After you eat, try to avoid lying down for a few hours. Instead, you can sit, stand, or go for a walk. If you need to lie down, try placing some pillows under your shoulders to elevate your head and shoulders and prevent acid from rising into your esophagus.

Try chewing gum

Chewing gum can help you produce more saliva, which can help neutralize stomach acid. But make sure to check the label because some artificial sweeteners, like saccharin, are not recommended during pregnancy or breastfeeding.

Wear comfortable and loose-fitting clothing

Try wearing loose clothing that isn’t restrictive. Tight-fitting clothing can put additional pressure on your stomach and digestive tract. Maternity underwear that is stretchy or low-cut will be less restrictive and able to accommodate your changing body.

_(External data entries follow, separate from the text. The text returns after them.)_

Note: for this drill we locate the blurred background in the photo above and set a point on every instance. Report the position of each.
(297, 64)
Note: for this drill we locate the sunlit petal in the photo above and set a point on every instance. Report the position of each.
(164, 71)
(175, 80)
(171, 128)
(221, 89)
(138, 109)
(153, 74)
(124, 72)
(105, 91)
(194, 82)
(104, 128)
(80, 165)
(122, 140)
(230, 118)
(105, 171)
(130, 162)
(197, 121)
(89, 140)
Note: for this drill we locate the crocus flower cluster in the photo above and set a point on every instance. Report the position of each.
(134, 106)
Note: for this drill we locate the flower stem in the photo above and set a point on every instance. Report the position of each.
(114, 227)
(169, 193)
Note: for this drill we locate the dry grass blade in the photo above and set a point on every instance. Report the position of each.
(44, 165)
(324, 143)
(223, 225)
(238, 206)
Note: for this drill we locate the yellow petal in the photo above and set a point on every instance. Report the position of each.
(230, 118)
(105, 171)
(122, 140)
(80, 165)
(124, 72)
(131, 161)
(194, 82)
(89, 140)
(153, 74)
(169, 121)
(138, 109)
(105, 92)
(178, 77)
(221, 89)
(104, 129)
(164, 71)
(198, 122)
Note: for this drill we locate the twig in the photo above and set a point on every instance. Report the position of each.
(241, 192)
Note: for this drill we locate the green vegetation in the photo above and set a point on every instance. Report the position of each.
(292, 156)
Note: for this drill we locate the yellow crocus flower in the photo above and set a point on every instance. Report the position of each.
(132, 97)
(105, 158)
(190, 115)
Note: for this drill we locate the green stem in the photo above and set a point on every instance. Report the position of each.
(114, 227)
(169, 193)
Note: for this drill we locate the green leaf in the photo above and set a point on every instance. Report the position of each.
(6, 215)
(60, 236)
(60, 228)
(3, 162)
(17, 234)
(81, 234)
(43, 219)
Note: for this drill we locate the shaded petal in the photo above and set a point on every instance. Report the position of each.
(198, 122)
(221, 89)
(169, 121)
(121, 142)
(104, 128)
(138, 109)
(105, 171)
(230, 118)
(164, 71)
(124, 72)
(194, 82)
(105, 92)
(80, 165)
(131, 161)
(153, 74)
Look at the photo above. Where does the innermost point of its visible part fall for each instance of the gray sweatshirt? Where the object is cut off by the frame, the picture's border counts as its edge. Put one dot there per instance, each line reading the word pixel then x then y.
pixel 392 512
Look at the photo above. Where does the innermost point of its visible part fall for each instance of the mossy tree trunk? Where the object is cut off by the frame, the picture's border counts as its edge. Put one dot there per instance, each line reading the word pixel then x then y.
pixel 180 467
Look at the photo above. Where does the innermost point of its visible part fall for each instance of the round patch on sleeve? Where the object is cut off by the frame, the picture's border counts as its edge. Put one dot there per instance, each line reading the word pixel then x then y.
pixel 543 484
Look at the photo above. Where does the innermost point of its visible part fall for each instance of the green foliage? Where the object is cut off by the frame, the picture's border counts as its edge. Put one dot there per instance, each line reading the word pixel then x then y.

Consider pregnancy-safe over-the-counter medicines

If your heartburn is consistently troublesome even when you’ve tried the suggestions above, talk to your healthcare provider about medication options that are safe to use during pregnancy. Some over-the-counter options, like an antacid containing calcium (like Tums), are not absorbed into your bloodstream and are safe to use during pregnancy. They also provide calcium supplementation, which is beneficial for maternal and fetal bone health and doesn’t have any side effects. Famotidine (example: Pepcid AC) is another commonly used and safe medication that reduces stomach acid. Talk to your healthcare provider if your symptoms compromise your quality of life.

When should I be worried?

Heartburn is a common symptom during pregnancy, and although it can be uncomfortable, it’s not something to be concerned about if your symptoms are mild. Severe heartburn can occur during pregnancy or complicate a case of reflux you had before pregnancy.

  • Significant pain in the epigastric area (at the base of your sternum) can signify a less common but more severe form of preeclampsia that requires immediate medical attention.

If attempts to manage heartburn or alleviate the symptoms don’t help, especially if your symptoms prevent you from following your regular diet, or compromise your sleep, talk to your healthcare provider about treatment options.

Bodily does not provide medical advice, diagnosis, or treatment. The resources on our website are provided for informational purposes only. You should always consult with a healthcare professional regarding any medical diagnoses or treatment options.